Hasta ahora, Sharon no ha hecho otra cosa que predicar el expansionismo
israelí, practicarlo y mantenerlo costase lo que costase, incluso
machacando campamentos de refugiados palestinos en el Líbano, acción
que lo hizo famoso como uno de los carniceros más singulares de
la segunda mitad del siglo. El último estallido de violencia que
rompió la pauta pacificadora de Clinton lo provocó Sharon
con su presencia desafiante en la plaza de las mezquitas y ahí
está a la disposición del consumo mediático un político
mesiánico, de los convencidos de que los pueblos escogidos por
los dioses más ciertos tienen todo el derecho a crear y defender
su espacio vital. Curioso: el expansionismo primero prusiano y luego hitleriano,
se basaba en el mismo principio.
Las grandes potencias imperiales encabezadas por Inglaterra fueron diseñando
el Estado de Israel a partir de la descomposición del Imperio Turco
en la Primera Guerra Mundial, mediante la fundacional Declaración
Balfour y luego, tras la segunda contienda, Israel se convirtió
en Estado pasando por encima de los cadáveres y los derechos históricos
y vivenciales de los pueblos árabes habitantes de la zona. También
pasaron por encima del cadáver del alto comisario de la ONU, el
conde Bernardotte, víctima del terrorismo israelí, impune
e imparable y servido por activistas que con el tiempo serían estadistas
e incluso uno de ellos recibió el Premio Nobel de la Paz. Tierras
y propiedades de los palestinos fueron expropiadas y el primitivismo de
las estructuras políticas, sociales, institucionales y militares
de los pueblos árabes propició el expansionismo judío,
respaldado por una importante tolerancia universal cargada de mala conciencia
por los padecimientos causados a los israelíes en su larga diáspora
y por la barbarie final del Holocausto nazi. Sartre, en un memorable trabajo
sobre la cuestión judía, marcaba la pauta de la inteligencia
progresista europea que aun reconociendo la brutalidad de la irrupción
del Estado de Israel, y la miseria a la que quedaban condenados los palestinos,
no podía evitar cierta sensación ética de justicia
histórica ante la reconstrucción del imaginario de lo que
pudo ser el Israel del subconsciente cristiano.

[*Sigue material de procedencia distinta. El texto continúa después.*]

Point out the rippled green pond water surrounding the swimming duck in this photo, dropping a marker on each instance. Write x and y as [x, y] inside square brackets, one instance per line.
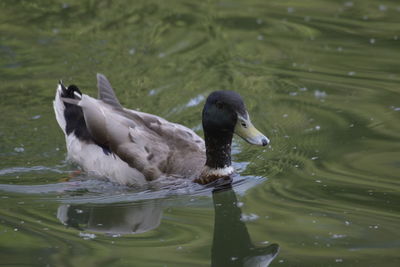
[320, 78]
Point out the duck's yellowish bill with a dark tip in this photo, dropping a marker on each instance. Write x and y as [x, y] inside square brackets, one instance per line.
[245, 129]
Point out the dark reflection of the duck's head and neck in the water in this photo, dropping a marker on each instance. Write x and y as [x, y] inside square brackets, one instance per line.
[232, 245]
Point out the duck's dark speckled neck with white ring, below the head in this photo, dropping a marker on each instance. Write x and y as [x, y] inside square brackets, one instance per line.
[218, 154]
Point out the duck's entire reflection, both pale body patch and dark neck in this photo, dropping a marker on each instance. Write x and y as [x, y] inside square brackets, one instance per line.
[231, 245]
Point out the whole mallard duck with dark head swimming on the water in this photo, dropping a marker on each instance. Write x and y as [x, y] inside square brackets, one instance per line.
[131, 147]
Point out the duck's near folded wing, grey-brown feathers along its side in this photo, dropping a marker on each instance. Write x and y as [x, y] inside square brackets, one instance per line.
[125, 136]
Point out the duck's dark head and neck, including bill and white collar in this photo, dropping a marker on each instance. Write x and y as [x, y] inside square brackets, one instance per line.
[224, 114]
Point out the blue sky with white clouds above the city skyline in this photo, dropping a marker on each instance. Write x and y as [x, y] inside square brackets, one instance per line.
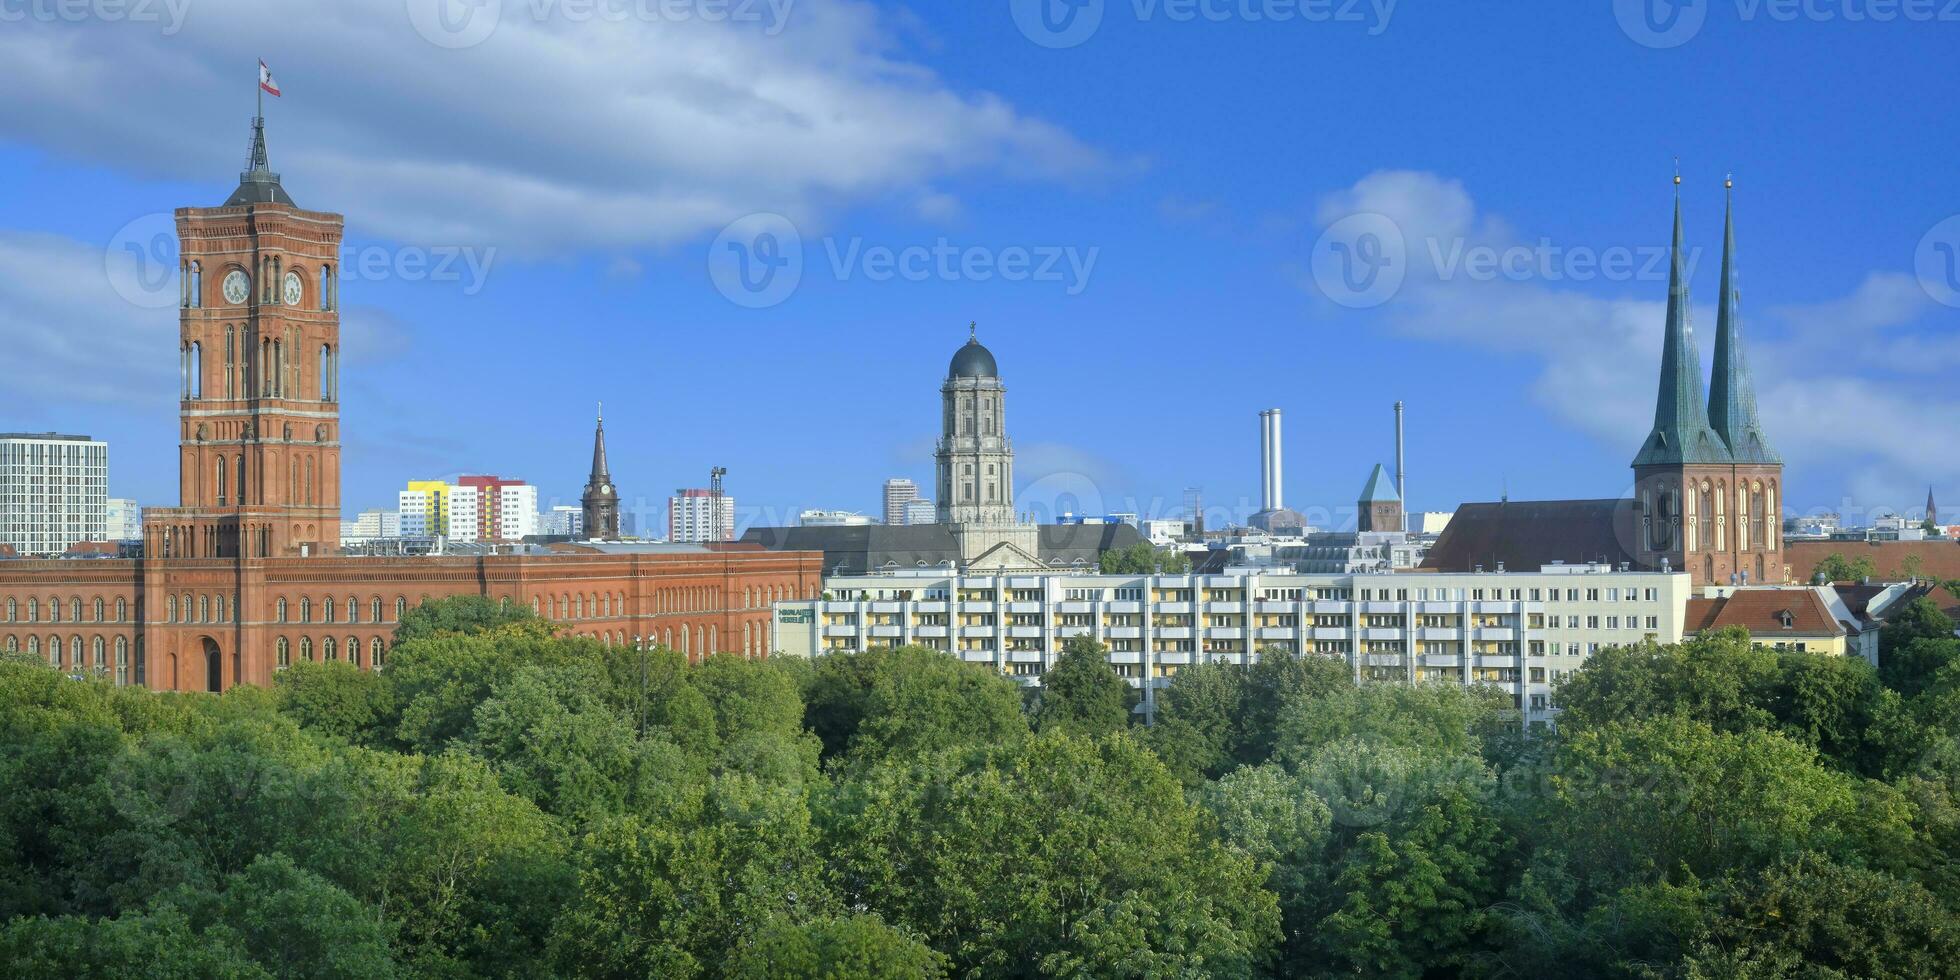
[1148, 222]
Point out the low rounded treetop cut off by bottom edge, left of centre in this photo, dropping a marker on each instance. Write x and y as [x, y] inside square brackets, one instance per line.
[834, 950]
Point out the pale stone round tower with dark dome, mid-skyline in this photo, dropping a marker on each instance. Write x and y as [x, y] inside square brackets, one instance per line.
[975, 454]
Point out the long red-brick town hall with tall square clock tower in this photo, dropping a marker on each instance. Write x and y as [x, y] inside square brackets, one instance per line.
[242, 577]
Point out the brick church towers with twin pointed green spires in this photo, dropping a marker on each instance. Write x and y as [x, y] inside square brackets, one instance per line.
[1708, 485]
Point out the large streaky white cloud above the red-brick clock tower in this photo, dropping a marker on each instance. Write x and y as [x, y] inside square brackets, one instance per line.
[552, 134]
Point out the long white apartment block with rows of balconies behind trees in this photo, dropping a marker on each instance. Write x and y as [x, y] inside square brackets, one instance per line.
[1520, 632]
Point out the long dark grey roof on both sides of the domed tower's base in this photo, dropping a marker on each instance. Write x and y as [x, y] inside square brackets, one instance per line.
[871, 548]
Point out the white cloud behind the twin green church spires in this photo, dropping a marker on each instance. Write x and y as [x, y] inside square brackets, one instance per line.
[1849, 389]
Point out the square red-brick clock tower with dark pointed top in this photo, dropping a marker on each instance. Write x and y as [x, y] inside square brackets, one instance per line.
[260, 430]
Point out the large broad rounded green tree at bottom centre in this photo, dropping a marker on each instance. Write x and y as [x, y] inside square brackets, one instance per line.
[1052, 856]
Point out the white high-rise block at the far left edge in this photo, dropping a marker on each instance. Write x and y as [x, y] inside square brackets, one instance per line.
[54, 491]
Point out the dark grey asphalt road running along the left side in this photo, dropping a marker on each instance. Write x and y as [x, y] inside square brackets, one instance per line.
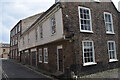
[13, 70]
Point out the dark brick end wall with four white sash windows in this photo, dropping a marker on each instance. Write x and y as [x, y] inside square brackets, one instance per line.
[99, 36]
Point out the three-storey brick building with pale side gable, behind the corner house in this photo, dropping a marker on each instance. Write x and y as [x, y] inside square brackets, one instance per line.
[15, 33]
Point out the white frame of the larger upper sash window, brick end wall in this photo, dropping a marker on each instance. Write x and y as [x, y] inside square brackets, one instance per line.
[88, 31]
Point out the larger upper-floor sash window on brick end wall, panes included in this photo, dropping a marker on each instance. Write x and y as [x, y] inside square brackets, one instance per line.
[85, 19]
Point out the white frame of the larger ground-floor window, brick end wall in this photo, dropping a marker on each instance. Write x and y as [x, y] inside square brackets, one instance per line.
[89, 63]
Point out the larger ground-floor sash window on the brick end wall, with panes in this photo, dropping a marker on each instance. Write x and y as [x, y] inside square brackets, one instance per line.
[88, 53]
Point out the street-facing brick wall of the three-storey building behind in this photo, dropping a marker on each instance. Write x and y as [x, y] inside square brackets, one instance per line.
[14, 41]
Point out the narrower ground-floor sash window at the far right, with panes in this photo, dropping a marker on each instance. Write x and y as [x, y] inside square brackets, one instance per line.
[112, 51]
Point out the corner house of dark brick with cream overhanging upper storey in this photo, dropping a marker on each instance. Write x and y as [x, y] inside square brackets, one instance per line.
[73, 37]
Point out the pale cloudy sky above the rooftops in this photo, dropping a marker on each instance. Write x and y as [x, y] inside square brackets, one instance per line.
[14, 10]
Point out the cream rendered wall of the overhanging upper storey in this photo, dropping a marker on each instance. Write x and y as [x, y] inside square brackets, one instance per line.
[47, 37]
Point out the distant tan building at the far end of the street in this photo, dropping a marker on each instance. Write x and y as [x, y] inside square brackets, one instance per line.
[4, 50]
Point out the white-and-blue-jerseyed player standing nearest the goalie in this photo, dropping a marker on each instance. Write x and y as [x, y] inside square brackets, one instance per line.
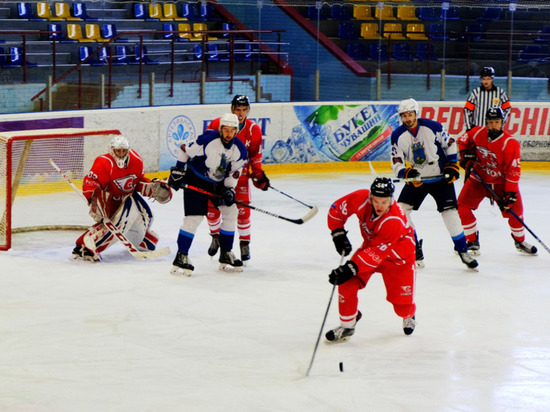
[212, 164]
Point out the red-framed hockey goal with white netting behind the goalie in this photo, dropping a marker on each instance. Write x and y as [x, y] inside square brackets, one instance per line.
[33, 195]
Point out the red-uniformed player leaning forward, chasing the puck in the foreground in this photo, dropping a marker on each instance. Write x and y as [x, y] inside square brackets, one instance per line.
[388, 248]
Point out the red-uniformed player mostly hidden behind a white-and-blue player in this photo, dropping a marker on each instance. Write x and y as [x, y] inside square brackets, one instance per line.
[251, 135]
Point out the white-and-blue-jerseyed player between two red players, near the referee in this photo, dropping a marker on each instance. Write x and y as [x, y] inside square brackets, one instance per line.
[421, 148]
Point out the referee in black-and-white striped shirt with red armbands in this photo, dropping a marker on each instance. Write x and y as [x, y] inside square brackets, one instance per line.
[482, 98]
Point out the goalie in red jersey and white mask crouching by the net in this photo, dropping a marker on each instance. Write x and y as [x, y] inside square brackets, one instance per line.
[112, 188]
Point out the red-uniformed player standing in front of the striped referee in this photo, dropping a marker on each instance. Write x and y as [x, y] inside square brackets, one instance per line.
[489, 153]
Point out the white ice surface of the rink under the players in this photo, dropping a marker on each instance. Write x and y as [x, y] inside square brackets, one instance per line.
[125, 335]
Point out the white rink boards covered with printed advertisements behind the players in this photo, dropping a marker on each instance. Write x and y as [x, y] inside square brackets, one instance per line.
[297, 136]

Más de cincuenta años de existencia del Estado de Israel
lo confirman como un hecho consumado y sus razzias expansionistas han
creado problemas obviados durante la Guerra Fría. La crueldad ejercida
por los israelíes contra la población árabe, hasta
el punto de haber legitimado el derecho a la tortura como una razón
de supervivencia, ha sido uno de los espectáculos más difíciles
de digerir por la buena conciencia occidental, capaz de combatir la crueldad
de Milosevic y no la del poder político militar israelí
aplicado a matanzas disuasorias de la capacidad de resistencia de los
palestinos. La histeria de un Estado a la vez sitiador y sitiado, dominado
por una relativa mayoría social opuesta a hacer concesiones o devoluciones
fundamentales a los palestinos, se confirma con la victoria de Sharon,
acogida con alivio por algunos dirigentes palestinos que prefieren la
claridad de ideas exterminadoras de Sharon que el quiero y no puedo pacifista
de los laboristas.
El sector maximalista de la resistencia palestina escoge el enfrentamiento
directo que pueda acentuar las contradicciones en el seno de los israelíes,
el sitiador sitiado. También creen los maximalistas que la recomposición
de la estrategia del nuevo orden internacional podría propiciar
un frente de países árabes contra el Estado de Israel, aunque
hasta ahora cada confrontación ha reportado a los israelíes
victorias y expansiones más o menos contundentes. El sector palestino
posibilista, representado ahora por Arafat, tiene los mismos problemas
que los laboristas israelíes: el quiero y no puedo pactista. Sharon
ha predicado durante su fulminante campaña electoral que él
es una garantía para la paz, como si guiñara el mismo ojo
que De Gaulle guiñó a los rebeldes argelinos. De momento
su nombre sólo evoca la paz de los cementerios.